More stablecoins — and thus, effectively, on-chain currency — are now formally backed by tokenized T-bill funds, creating a sharp irony: Legacy fiat is backed by faith in governments (or indirectly by their ability to issue T-bills), while digital dollars are backed directly by the same T-bills — on-chain, transparent, and verifiable.
In turn, yield-bearing assets like OUSG can themselves be used as collateral. For example, OUSG’s integration with Aave enables holders of volatile assets to borrow yield-bearing, ultra-stable RWA assets without selling the underlying asset itself.
Alternative Tokenized Funds
Beyond T-bills, alternative tokenized funds can provide yield through collateralised loan obligations (CLOs) — strategies for capital preservation and higher yields (sometimes targeting 5%+ floating rates).
One example is the Janus Henderson Anemoy AAA CLO fund, which targets >5% yield.
Tokenized U.S. T-bills previously dominated over alternative tokenized funds because the rising Fed funds rate increased the risk-free rate and reduced risk premia.
With rates now coming down, we are seeing the opposite dynamic where CLOs can offer higher returns above the risk-free rate. It does so by securitising pools of senior-secured corporate loans.

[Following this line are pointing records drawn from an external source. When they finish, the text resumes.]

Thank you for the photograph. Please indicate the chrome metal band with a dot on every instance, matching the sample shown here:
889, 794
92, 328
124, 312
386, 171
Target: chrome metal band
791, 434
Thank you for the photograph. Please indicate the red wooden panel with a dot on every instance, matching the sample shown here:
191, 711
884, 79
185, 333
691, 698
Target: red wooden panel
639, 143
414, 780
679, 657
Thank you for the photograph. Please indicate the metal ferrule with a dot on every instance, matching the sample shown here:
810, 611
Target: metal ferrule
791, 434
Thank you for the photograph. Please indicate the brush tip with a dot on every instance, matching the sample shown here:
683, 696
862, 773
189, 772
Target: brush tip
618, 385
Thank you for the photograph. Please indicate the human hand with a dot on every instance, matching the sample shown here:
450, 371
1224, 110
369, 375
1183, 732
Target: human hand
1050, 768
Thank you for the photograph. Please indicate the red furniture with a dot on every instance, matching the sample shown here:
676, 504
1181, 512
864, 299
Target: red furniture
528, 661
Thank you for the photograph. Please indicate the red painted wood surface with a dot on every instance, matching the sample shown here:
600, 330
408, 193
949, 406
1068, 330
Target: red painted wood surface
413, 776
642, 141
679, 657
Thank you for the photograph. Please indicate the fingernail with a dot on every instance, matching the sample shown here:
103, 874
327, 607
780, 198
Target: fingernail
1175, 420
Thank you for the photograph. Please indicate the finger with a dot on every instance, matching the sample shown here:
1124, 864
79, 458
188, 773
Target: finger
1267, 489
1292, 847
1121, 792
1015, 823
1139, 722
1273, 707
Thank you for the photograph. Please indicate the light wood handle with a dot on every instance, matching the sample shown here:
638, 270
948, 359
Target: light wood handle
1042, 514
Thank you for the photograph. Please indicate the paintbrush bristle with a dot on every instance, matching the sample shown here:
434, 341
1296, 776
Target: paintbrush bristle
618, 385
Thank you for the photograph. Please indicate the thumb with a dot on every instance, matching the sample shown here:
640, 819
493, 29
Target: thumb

The largest example is the Janus Henderson Anemoy AAA CLO fund, which now exceeds $1 billion in AUM — effectively tripling on-chain AUM since July 2025.

These tokenized alternative funds have been used as core collateral for stablecoins to supplement allocations to T-bills.
For example, 12% of Sky’s USDS is collateralised by tokenised funds.
Of this 12%, 64% is represented by alternative funds (mainly Janus Henderson Anemoy AAA).

Looking Ahead
What began as a theoretical bridge between TradFi stability and DeFi composability is now core infrastructure for on-chain credit, yield, and stablecoin issuance.
Being in a rate cut environment, tokenized alternative funds within CLOs are likely to increase their market share relative to their Treasury counterparts, making them more relevant and prominent on-chain as the credit cycle progresses.
As risk premia expand, these higher-yielding, structured assets will deepen DeFi’s capital efficiency and attract the next wave of institutional flows.